Cybersecurity penny stocks are among the most popular vehicles to invest in this sector, with a range of promising small companies in this industry beginning to garner interest. So, should you invest in penny stocks to take advantage of the cybersecurity industry?
Cybersecurity penny stocks – Do they fit your investment strategy?
Before you consider adding penny stocks to your investment portfolio, it’s important to understand what they are, and what advantages and risks they could bring to your investment portfolio.
Penny stocks, also called microcap stocks, are small companies whose share price doesn’t trade above £5. These companies are usually exchanged on unregulated markets, like the OTC (over-the-counter) market, but it’s also possible to trade some penny stocks on large and popular exchanges like the NASDAQ, AMEX, and NYSE.
As penny stocks have a low share price, they’re ideal for traders and investors with limited budgets or who have a small amount of initial capital. In addition, these stocks can be quite volatile, which means that if you’re an aggressive trader, you can take advantage of the price swings to make a profit. Some penny stock growth is also underestimated by the market, which means they could well be tomorrow’s big winners, allowing early investors to make a lot of money, just as Bitcoin did back in 2010.
Nonetheless, penny stocks are also risky assets that do not fit all investor profiles. Because they’re mostly small and young companies traded on unregulated markets, it can prove difficult to find public information about their history, growth prospects or the way they are managed. They are also more volatile stocks than traditional stocks – something that despite being an advantage for those who manage their levels of risk well, can also be dangerous due to sudden price movements that can swing against investors.
Penny stocks do not usually have a lot of trading volume, which means that they are not really liquid. Because of this lack of liquidity, you might find it difficult to buy or sell penny stocks when you want and at the price you’re looking for, which can be off-putting for those who like to trade with the flexibility to make a quick sale.

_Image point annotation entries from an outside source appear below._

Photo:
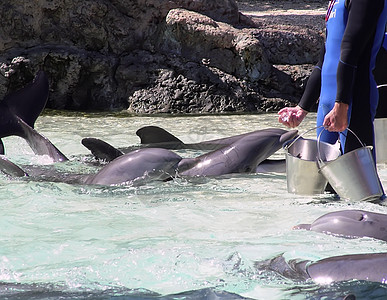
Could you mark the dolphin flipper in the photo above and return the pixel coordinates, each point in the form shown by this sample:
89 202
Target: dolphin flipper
28 102
40 144
10 168
100 149
154 135
272 166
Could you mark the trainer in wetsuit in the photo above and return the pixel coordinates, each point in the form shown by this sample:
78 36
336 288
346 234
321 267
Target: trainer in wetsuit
343 77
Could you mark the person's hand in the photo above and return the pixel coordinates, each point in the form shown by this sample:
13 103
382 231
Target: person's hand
337 119
291 116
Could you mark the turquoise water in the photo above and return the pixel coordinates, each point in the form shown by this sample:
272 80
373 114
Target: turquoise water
189 239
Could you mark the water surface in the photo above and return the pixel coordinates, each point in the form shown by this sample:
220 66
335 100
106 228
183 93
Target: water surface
182 239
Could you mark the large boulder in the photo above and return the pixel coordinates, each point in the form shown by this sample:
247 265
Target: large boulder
116 54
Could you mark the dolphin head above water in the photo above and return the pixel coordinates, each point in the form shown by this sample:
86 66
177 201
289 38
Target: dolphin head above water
242 156
136 165
351 223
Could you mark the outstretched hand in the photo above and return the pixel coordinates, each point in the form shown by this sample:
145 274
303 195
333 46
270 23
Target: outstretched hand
337 119
291 116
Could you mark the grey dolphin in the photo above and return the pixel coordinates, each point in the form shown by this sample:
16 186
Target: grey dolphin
242 156
19 111
351 223
366 266
156 137
135 167
138 164
157 163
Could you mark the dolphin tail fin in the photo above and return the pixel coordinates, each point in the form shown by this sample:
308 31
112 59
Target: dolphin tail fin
303 226
2 150
40 144
9 168
100 149
28 102
288 136
154 134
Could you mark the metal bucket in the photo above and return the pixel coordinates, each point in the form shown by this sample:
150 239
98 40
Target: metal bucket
353 175
380 125
302 172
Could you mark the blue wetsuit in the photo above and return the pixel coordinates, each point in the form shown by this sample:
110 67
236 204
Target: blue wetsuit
354 34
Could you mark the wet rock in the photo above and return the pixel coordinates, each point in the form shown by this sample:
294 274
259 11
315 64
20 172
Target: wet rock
150 56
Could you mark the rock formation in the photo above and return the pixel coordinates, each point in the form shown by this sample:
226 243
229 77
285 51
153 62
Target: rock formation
151 56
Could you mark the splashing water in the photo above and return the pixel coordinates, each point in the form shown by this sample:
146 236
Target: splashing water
194 238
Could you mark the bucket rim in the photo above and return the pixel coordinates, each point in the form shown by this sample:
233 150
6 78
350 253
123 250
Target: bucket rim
323 164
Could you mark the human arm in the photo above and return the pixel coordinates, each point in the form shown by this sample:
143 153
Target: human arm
293 116
360 28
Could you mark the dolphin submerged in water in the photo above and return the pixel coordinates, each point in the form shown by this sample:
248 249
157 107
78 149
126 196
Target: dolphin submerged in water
365 266
350 223
18 113
242 156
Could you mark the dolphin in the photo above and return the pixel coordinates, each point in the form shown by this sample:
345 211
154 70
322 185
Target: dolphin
366 266
350 223
157 163
135 167
244 155
18 113
162 164
156 137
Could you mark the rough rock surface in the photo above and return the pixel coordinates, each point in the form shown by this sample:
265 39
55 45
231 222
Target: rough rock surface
151 56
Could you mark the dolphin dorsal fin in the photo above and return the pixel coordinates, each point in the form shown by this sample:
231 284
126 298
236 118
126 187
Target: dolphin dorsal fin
9 168
101 149
2 150
154 134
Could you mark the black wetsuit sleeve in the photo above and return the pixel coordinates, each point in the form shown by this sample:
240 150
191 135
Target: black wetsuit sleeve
313 86
360 28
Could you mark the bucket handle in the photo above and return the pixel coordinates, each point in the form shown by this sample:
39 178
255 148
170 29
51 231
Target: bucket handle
321 163
286 147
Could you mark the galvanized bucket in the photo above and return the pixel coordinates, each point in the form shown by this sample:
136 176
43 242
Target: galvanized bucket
353 175
380 125
302 172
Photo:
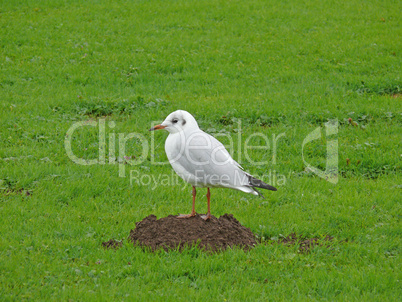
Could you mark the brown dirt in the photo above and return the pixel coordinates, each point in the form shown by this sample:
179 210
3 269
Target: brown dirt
172 233
213 235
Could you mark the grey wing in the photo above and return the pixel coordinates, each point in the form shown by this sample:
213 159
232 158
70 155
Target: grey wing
207 159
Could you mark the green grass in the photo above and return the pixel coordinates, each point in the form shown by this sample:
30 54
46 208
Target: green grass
274 67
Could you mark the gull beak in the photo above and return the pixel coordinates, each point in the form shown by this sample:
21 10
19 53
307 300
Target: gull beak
157 127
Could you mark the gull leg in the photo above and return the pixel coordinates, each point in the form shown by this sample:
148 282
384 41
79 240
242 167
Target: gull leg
208 216
193 210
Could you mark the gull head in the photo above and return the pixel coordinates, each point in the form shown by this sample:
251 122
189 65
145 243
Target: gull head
177 121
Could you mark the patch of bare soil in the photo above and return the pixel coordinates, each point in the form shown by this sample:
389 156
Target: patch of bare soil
172 233
216 234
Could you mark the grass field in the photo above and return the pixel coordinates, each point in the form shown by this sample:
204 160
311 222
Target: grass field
240 67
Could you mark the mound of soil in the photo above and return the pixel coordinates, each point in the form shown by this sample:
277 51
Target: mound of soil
171 233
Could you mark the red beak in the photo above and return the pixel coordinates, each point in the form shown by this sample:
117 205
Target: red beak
157 127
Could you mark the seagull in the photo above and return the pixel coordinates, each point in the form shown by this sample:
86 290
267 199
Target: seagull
202 161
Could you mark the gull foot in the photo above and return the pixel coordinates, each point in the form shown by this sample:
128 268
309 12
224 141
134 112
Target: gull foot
185 215
206 217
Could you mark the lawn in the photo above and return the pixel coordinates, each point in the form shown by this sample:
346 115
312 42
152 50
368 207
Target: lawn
254 73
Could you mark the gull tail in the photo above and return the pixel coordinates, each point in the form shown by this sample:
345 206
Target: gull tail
256 183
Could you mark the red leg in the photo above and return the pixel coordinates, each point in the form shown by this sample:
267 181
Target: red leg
208 216
193 210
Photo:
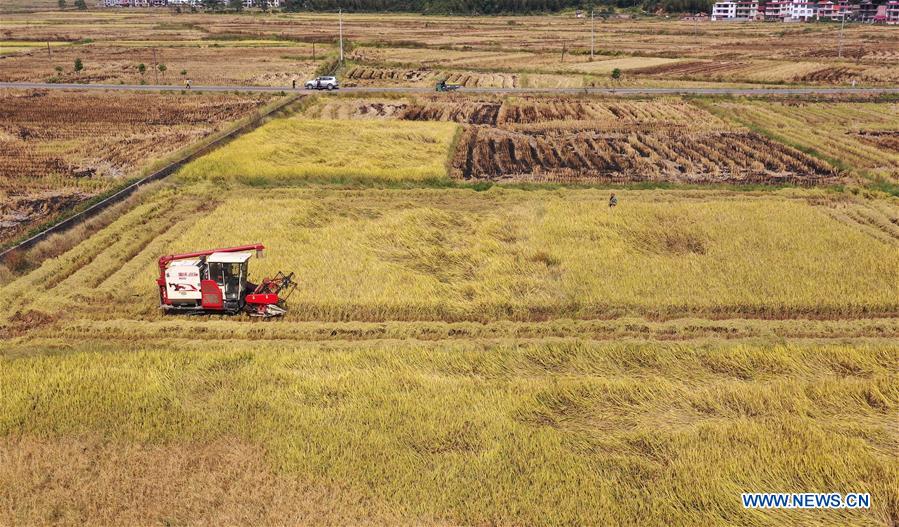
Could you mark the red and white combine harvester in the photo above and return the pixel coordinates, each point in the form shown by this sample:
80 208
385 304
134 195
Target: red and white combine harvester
215 281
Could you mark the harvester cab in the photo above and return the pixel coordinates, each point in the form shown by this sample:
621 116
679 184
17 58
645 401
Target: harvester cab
216 281
442 86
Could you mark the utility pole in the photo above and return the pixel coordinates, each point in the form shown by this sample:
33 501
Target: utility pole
842 24
340 22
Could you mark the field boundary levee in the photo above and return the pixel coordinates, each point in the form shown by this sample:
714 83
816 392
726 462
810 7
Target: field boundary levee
187 155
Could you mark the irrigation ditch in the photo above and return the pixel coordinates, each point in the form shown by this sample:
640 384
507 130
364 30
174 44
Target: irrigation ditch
184 156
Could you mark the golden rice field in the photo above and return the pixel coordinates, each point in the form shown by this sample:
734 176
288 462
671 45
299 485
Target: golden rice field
297 149
504 254
185 431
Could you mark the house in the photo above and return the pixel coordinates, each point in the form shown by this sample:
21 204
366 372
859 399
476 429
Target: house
736 10
803 11
892 12
776 10
836 12
866 11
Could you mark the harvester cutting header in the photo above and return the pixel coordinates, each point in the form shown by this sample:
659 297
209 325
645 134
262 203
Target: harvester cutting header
215 281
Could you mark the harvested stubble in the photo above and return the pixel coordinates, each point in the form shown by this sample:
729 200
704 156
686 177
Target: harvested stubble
841 132
508 433
635 156
57 150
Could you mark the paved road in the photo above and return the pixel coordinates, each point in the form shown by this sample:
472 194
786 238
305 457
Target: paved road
390 89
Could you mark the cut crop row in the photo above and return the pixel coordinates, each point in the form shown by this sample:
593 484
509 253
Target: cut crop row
590 155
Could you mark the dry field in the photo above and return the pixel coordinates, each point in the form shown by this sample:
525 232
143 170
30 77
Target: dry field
858 136
59 149
209 63
596 140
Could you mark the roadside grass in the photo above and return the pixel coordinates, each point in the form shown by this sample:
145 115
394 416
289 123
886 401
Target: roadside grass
542 433
296 149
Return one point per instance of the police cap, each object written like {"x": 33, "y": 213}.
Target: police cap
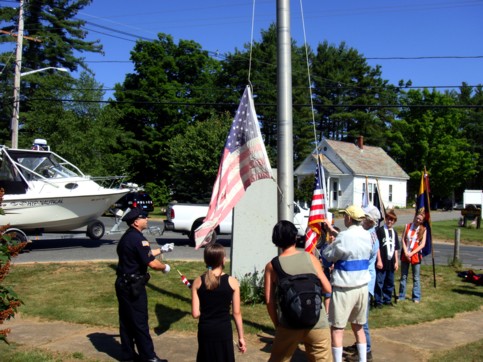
{"x": 134, "y": 214}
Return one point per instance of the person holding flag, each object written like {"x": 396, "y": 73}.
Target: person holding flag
{"x": 416, "y": 242}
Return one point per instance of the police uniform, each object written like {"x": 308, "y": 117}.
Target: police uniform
{"x": 134, "y": 255}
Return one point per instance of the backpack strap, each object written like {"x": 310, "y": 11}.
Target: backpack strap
{"x": 278, "y": 268}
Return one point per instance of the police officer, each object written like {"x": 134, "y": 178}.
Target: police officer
{"x": 135, "y": 256}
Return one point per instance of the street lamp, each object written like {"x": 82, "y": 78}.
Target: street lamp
{"x": 16, "y": 100}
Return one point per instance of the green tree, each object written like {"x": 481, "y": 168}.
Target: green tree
{"x": 472, "y": 125}
{"x": 192, "y": 170}
{"x": 430, "y": 134}
{"x": 169, "y": 90}
{"x": 76, "y": 126}
{"x": 61, "y": 37}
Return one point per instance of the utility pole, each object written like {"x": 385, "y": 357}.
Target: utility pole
{"x": 16, "y": 86}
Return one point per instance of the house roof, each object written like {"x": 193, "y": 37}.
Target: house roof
{"x": 368, "y": 161}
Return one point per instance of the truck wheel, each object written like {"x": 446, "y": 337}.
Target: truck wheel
{"x": 191, "y": 235}
{"x": 95, "y": 230}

But even so, they are becoming an increasingly popular addition to investor portfolios in 2021, and it isn’t difficult to see why.
The bottom line
The cybersecurity sector is a growing one, and it has the potential to offer great trading and investment opportunities to those who aren’t afraid to hedge their bets. Cybercrime costs the global economy more and more money and affects more and more people every year, so there is no question that the need for it will continue to grow – and if you’re looking for a new and unique way to diversify your portfolio in 2021, then this might just be it.
Armed with the basic knowledge you need to make a decision, all that’s left to do is determine if cybersecurity penny stocks fit in with your trading or investment style, which will depend on which kind of investor you are. If you’re not averse to risk and have money you can afford to lose, then it’s a good tip to try out – and could potentially bring you some substantial gains long-term.
Disclaimer: Investing money carries risk, do so at your own risk and we advise people to never invest more money than they can afford to lose and to seek professional advice before doing so.